Chapter Contents

Previous

Next
SORT

SORT



Sorts observations in a SAS data set by one or more variables, then stores the resulting sorted observations in a new SAS data set or replaces the original data set

Windows specifics: Sort utilities available; SORTSIZE= and TAGSORT statement options


Syntax
Details
SORTSIZE= Option
TAGSORT Option
Creating Your Own Collating Sequences
See Also

Syntax

PROC SORT <option(s)> <collating-sequence-option>;

Note:   This is a simplified version of the SORT procedure syntax. For the complete syntax and its explanation, see the SORT procedure in SAS Procedures Guide  [cautionend]

SORTSIZE=memory-specification
specifies the maximum amount of memory available to the SORT procedure. For further explanation of the SORTSIZE= option, see the following Details section.

TAGSORT
stores only the BY variables and the observation number in temporary files. For further explanation of the TAGSORT option, see the following Details section.


Details

The SORT procedure sorts observations in a SAS data set by one or more character or numeric variables, either replacing the original data set or creating a new, sorted data set. By default under Windows, the SORT procedure uses the ASCII collating sequence.

The SORT procedure uses the sort utility specified by the SORTPGM system option. Under Windows, although all three SORTPGM keywords (HOST, BEST, and SAS) are accepted for compatibility, the SAS sort is always used. You can use all the options available to the SAS sort utility, such as the SORTSEQ and NODUPKEY options. For a complete list of all options available, see the SORT procedure in SAS Procedures Guide.

SORTSIZE= Option

Under Windows, you can use the SORTSIZE= option in the PROC SORT statement to limit the amount of memory available to the SORT procedure. This option may reduce the amount of swapping the SAS System must do to sort the data set. If PROC SORT needs more memory than you specify, it creates a temporary utility file in your SASWORK directory to store the data in. The SORT procedure's algorithm can swap data more efficiently than Windows can.

The syntax of the SORTSIZE= option is as follows:


Syntax

SORTSIZE=memory-specification

where memory-specification can be one of the following:
n specifies the amount of memory in bytes.
nK specifies the amount of memory in 1-kilobyte multiples.
nM specifies the amount of memory in 1-megabyte multiples.

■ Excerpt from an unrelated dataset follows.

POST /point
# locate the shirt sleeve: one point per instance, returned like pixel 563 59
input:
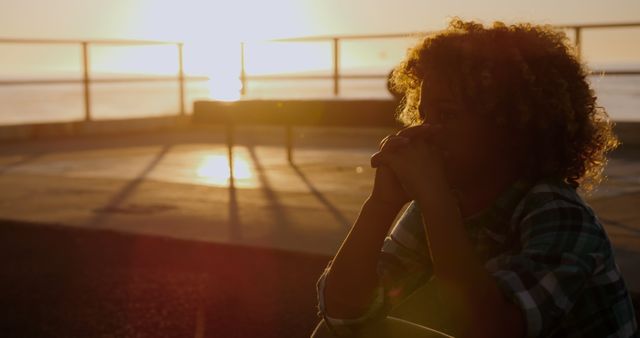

The default SAS configuration file sets this option to 2MB using the SORTSIZE= system option. A value of 2MB is optimal for all memory configurations. If your machine has more than 12 MB of physical memory and you are sorting large data sets, setting the SORTSIZE= option to a value greater than 2M might improve performance.

You can override the default value of the SORTSIZE= system option by specifying a different SORTSIZE= value in the PROC SORT statement, or by submitting an OPTIONS statement that sets the SORTSIZE= system option to a new value.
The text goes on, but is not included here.